Most of us know that household cleaners and sanitizers, insect repellents and medicines can pose a serious poison risk for children. Some of these products are colorful and appealing, and could look like candy or toys to young children. But other poison hazards around our homes might be less familiar. Here are three for you to be especially aware of:
- Coin sized batteries in TV remotes and other electronics can cause chemical burns if lodged in the throat. With encouragement from the government, battery manufacturers are working on a design solution that would prevent the deadly poisoning hazard with coin cell/button batteries. But, they are not there yet.

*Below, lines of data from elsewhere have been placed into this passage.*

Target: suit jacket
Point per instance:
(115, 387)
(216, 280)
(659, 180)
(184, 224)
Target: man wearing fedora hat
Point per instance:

- Exposure to the contents of single-load liquid laundry packets have led to at least one tragic death and thousands of children being treated in emergency rooms. At the urging of the government, manufacturers are developing a safety standard that would make it harder for children to get their hands on these poisonous packets. They, too, are not there yet.
- Old mercury thermometers can break and must be properly disposed of and cleaned up. Also, mercury is USED IN TRACE AMOUNTS IN [an essential part of] CFL lightbulbs. It allows a bulb to be an efficient light source. No mercury is released when the bulbs are intact (i.e., not broken) or in use. If a bulb breaks, follow these important steps: http://www2.epa.gov/cfl/cleaning-broken-cfl.
That’s why this week, and every week, there are some simple steps you can take to poison-proof your home and reduce your child’s chances of poison exposure:
- Carefully read the label on all products before using them, and follow the label instructions.
- Keep harmful products out of your child’s reach by storing them in upper cabinets.
- Install safety latches on lower cabinets to keep kids from exploring their contents.
- Use child-resistant packaging correctly by tightly sealing the container after every use.
- Keep products in their original containers, and never put poisonous products in old food or drink containers.
Following easy and inexpensive tips could save your child’s life. Education is key too. Know what to look for, be vigilant, and teach your kids to stay safe.
If your child is exposed to something you think might be poisonous, immediately contact your local Poison Help line by calling the nationwide toll-free number, 800-222-1222.
Spring is almost here. Let’s together aim for a poison-free one for all of our children.